ECLI:NL:CRVB:2024:1853
Centrale Raad van Beroep
- Hoger beroep
- Rechtspraak.nl
Beoordeling van de arbeidsongeschiktheid van appellant in het kader van de WIA-uitkering
In deze zaak heeft de Centrale Raad van Beroep op 25 september 2024 uitspraak gedaan in hoger beroep over de arbeidsongeschiktheid van appellant, die een WIA-uitkering ontvangt. Appellant had zich ziekgemeld op 19 februari 2021 en stelde dat het Uwv zijn arbeidsongeschiktheid onjuist had vastgesteld op 59,54%. Hij betoogde dat er geen zorgvuldig medisch onderzoek had plaatsgevonden en dat hij meer beperkingen had dan het Uwv had aangenomen. De Raad heeft de zaak behandeld op een zitting op 3 juli 2024, waar appellant aanwezig was en het Uwv werd vertegenwoordigd door mr. C. Roele.

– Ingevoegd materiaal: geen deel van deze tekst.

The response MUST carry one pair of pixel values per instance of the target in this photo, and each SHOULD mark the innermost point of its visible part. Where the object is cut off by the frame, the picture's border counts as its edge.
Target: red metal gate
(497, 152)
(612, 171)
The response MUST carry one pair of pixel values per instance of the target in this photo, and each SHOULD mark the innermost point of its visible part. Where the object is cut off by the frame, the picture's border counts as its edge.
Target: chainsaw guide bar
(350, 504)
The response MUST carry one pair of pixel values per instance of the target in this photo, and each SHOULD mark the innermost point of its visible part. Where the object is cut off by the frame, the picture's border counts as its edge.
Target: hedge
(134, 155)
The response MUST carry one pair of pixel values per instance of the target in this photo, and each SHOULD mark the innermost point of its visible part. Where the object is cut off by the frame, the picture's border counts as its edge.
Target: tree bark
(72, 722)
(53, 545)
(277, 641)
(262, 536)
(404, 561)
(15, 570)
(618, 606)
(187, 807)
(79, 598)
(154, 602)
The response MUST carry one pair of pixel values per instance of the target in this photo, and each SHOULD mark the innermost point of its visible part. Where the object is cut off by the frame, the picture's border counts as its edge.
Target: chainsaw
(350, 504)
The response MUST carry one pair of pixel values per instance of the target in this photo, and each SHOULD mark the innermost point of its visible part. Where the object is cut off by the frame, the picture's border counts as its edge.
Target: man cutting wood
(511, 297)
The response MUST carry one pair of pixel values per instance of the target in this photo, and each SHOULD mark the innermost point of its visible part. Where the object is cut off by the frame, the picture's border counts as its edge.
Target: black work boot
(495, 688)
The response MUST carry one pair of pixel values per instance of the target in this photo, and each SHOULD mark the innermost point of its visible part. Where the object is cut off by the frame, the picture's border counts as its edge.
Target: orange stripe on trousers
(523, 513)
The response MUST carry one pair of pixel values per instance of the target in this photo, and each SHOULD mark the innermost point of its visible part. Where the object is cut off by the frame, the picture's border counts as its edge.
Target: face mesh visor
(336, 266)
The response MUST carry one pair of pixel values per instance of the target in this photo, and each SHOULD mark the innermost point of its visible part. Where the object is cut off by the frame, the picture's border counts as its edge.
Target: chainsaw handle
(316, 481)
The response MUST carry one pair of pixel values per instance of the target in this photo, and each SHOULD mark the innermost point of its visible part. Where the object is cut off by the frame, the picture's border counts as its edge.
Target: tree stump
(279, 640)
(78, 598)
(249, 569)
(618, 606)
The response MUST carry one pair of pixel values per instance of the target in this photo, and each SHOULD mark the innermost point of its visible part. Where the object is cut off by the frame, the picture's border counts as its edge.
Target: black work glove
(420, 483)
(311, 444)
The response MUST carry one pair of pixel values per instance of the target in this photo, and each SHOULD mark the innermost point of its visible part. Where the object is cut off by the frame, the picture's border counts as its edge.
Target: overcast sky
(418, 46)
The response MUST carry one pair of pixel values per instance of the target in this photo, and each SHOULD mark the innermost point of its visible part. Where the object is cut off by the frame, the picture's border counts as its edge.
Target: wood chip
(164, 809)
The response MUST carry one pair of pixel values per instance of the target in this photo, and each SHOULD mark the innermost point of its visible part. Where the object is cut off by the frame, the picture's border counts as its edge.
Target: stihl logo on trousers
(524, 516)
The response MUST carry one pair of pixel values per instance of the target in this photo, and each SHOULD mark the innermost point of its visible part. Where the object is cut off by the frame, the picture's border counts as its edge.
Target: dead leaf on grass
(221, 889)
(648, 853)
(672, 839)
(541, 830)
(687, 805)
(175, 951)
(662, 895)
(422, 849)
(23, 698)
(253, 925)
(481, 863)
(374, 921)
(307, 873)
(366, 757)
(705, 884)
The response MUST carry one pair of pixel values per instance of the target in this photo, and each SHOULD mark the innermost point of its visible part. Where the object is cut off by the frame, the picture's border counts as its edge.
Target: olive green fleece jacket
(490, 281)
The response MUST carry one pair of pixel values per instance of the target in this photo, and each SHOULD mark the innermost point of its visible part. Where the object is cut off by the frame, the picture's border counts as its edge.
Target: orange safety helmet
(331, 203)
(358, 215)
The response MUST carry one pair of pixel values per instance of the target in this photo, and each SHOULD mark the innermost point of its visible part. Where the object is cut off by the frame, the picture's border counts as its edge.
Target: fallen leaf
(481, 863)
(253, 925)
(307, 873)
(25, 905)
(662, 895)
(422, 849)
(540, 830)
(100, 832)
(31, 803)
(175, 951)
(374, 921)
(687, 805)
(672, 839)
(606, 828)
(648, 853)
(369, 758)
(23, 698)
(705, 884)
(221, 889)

De Raad heeft vastgesteld dat het Uwv bij de beoordeling van de arbeidsongeschiktheid een Functionele Mogelijkhedenlijst (FML) had opgesteld, waaruit bleek dat appellant in staat was om 6 uur per dag te werken. De rechtbank had eerder geoordeeld dat het medisch onderzoek zorgvuldig was en dat de conclusies van het Uwv juist waren. Appellant herhaalde in hoger beroep zijn standpunt, maar de Raad oordeelde dat de rechtbank terecht had geoordeeld dat het Uwv voldoende had gemotiveerd dat de geselecteerde functies medisch geschikt waren voor appellant.
De Raad concludeerde dat het hoger beroep niet slaagde en bevestigde de uitspraak van de rechtbank, waardoor de toekenning van de WIA-uitkering aan appellant met een arbeidsongeschiktheidspercentage van 59,54% in stand bleef. Appellant kreeg geen vergoeding voor het betaalde griffierecht, aangezien zijn hoger beroep niet succesvol was.